Оно все еще было тесным — «Сент-Фридхелм» никогда не проектировался как пассажирское судно, — но все могло быть гораздо хуже. И, по крайней мере, при таком небольшом пространстве в тех же помещениях не было места ни для кого другого. Это означало, что, за исключением единственного часового снаружи спрятанных под ютом кают, их «эскорт» был вынужден спать в другом месте… и что у них было столько уединения, сколько они могли надеяться найти.
— По крайней мере, «Сент-Фридхелм» кажется хорошо приспособленным кораблем, — заметила Стифини, глядя на своего мужа.
— Так и есть, — кивнул ее муж. — Мы построили пять точно таких же, как он, по тем же планам для короля Ранилда в первом цикле заказов. На самом деле, «Риптайды» имеют в основном ту же конструкцию; мы просто увеличили их и достаточно удлинили для дополнительных шестнадцати пушек.
— Мне он показался знакомым, — сказала Стифини. Скромная маленькая верфь сэра Арналда Макзуэйла за последние несколько лет превратилась в огромный комплекс.

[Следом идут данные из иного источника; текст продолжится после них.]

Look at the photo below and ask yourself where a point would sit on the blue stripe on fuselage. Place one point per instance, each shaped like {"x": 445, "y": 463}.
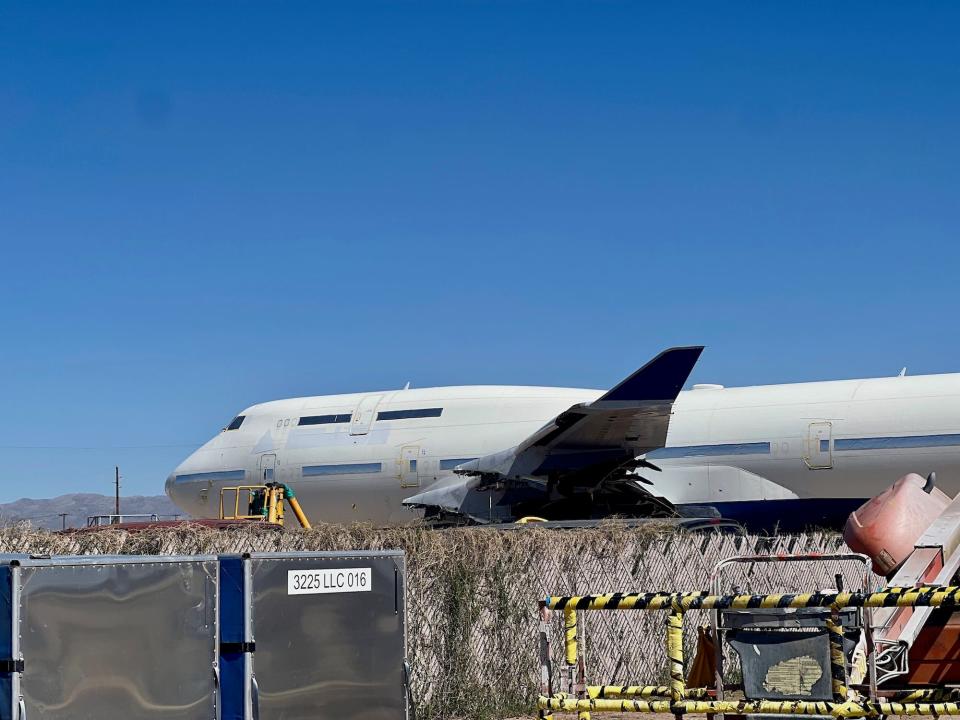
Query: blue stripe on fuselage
{"x": 711, "y": 450}
{"x": 892, "y": 442}
{"x": 788, "y": 515}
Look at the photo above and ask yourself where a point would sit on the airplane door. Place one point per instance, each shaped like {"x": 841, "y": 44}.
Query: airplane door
{"x": 364, "y": 414}
{"x": 268, "y": 465}
{"x": 819, "y": 446}
{"x": 409, "y": 459}
{"x": 428, "y": 470}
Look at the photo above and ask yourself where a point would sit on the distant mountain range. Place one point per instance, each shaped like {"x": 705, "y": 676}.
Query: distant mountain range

Она была благодарна за то, что это улучшило семейное благосостояние, но еще больше за то, что это поддержало вклад Долара в джихад. Конечно, это было тогда, а это было сейчас.
Разговор на несколько секунд замер. Затем, через мгновение, Хейлин подняла голову.
— Джиффри беспокоится, — сказала она, ее мягкий голос был едва слышен на фоне шума идущего парусного судна. Стифини резко подняла глаза, и ее сестра быстро покачала головой. — Он не собирается говорить ничего такого, чего не должен, Стифини! И он ничего тебе не сказал, потому что не хочет, чтобы ты волновалась. Он просил меня не говорить тебе об этом, но я не обещала, что не буду. Надеюсь, это не делает меня тетей-сплетницей.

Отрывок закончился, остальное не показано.